Adobe Foundry wants to rebuild Firefly for your brand — not just tweak it


Hoping to attract more business teams to its ecosystem, Adobe launched a new model customization service called Adobe AI Foundry, which would create customized versions of its flagship AI model, Firefly.
Adobe AI Foundry will work with enterprise customers to redesign and retrain the architecture Firefly Models specific to the client. AI Foundry build models differ from Firefly custom models in that Foundry models understand multiple concepts compared to custom models with only one concept. These models will also be multimodalwhich offer a broader use case than custom Firefly models, which can only record and respond to images.
Adobe AI Foundry models, based on Firefly, know a company’s brand tone, image and video style, products and services, and all its intellectual property.

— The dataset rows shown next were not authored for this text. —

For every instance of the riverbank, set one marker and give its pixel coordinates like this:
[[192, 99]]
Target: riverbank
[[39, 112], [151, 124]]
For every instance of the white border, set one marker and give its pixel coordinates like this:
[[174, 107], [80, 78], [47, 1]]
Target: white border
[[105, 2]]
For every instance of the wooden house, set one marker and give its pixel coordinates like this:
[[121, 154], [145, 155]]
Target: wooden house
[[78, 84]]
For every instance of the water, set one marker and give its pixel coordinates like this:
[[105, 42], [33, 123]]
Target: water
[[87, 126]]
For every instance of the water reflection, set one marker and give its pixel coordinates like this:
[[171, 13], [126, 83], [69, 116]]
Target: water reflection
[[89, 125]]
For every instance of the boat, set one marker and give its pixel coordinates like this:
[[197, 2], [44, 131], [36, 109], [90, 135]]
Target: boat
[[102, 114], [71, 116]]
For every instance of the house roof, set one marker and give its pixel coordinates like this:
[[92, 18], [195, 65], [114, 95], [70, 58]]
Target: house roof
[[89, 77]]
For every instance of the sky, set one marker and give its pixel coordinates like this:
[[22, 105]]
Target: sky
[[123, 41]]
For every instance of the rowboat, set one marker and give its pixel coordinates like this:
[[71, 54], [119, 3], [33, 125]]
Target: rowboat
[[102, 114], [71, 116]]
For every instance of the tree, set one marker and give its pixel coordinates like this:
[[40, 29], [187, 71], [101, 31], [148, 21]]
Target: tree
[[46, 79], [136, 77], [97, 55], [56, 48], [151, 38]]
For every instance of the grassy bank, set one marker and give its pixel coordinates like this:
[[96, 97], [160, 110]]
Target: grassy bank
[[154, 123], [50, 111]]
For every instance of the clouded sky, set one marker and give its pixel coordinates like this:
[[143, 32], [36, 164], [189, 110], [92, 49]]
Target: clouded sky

Based on this information, the models generate content for whatever use case the company wants.
Hannah Elsakr, vice president of GenAI New Business Ventures at Adobe, told VentureBeat that the idea to create AI Foundry came about because enterprise customers wanted more advanced custom versions of Firefly. But no matter how complex enterprise needs are, Adobe will take charge of the redesign rather than handing the reins to customers.
“We will retrain our own commercially secure Firefly models with the corporate IP. We keep that IP separate. We never take that back into the base model, and the enterprise itself owns that output,” Elsakr said.
Adobe will deploy the Foundry version of Firefly through its Firefly Services API solution.
Elsakr likened AI Foundry to a consulting service, as Adobe will have teams work directly with enterprise customers to retrain the model.
Deep tuning
Elsakr calls Foundry a deep-tuning method because it goes beyond just refining a model.
“The way we’re thinking about it, maybe more in layman’s terms, is that we’re surgically reopening the Firefly-based models,” Elsakr said. “So you get the benefit of all the knowledge in the world from our image model or a video model. We go back in time and pull in the IP of the company, such as a brand. It can be images of a shooting style, regardless of what they are licensed for. Then we retrain. We call this continuous pretraining, where we consider the model to determine some things differently. So we are literally retraining our base model, and that’s why we call it ‘deep tuning’ instead of ‘fine tuning’.”
Part of the training pipeline involves Adobe’s embedded teams working with the company to identify the data they need. The data is then securely transferred and recorded before being tagged. It is fed into the base model and then Adobe begins a pre-training model run.
Elsakr claims that the Foundry versions of Firefly will not be small or distilled models. Often companies’ additional data extends Firefly’s parameters.
Two early customers of Adobe AI Foundry are Home Depot and Walt Disney Imagineering, Disney’s research and development arm for its theme parks.
“We are always exploring innovative ways to improve our customer experience and streamline our creative workflows. Adobe’s AI Foundry represents an exciting step forward in embracing cutting-edge technologies to deepen customer engagement and deliver impactful content across our digital channels,” said Molly Battin, senior vice president and chief marketing officer at The Home Depot.
More customization
Companies often turn to refinement and model adaptation to bring large language models with their vast external knowledge closer to the needs of their business. Fine-tuning allows business users to use models only in the context of their organization’s data, so the model doesn’t respond with text that is completely unrelated to the business.
However, most organizations do the fine-tuning themselves. They connect to the model’s API and start retraining it to respond based on their ground truth or their preferences. Several fine-tuning methods exist, including some that are possible with just one prompt. Other model providers are also trying to make it easier for their customers to refine models, for example Open AI with his o4-mini reasoning model.
Elsakr said she expects some companies will have three versions of Firefly: the Foundry version for most projects, a custom Firefly for specific single-concept use cases, and the base Firefly because some teams want a model that is less encumbered by corporate knowledge.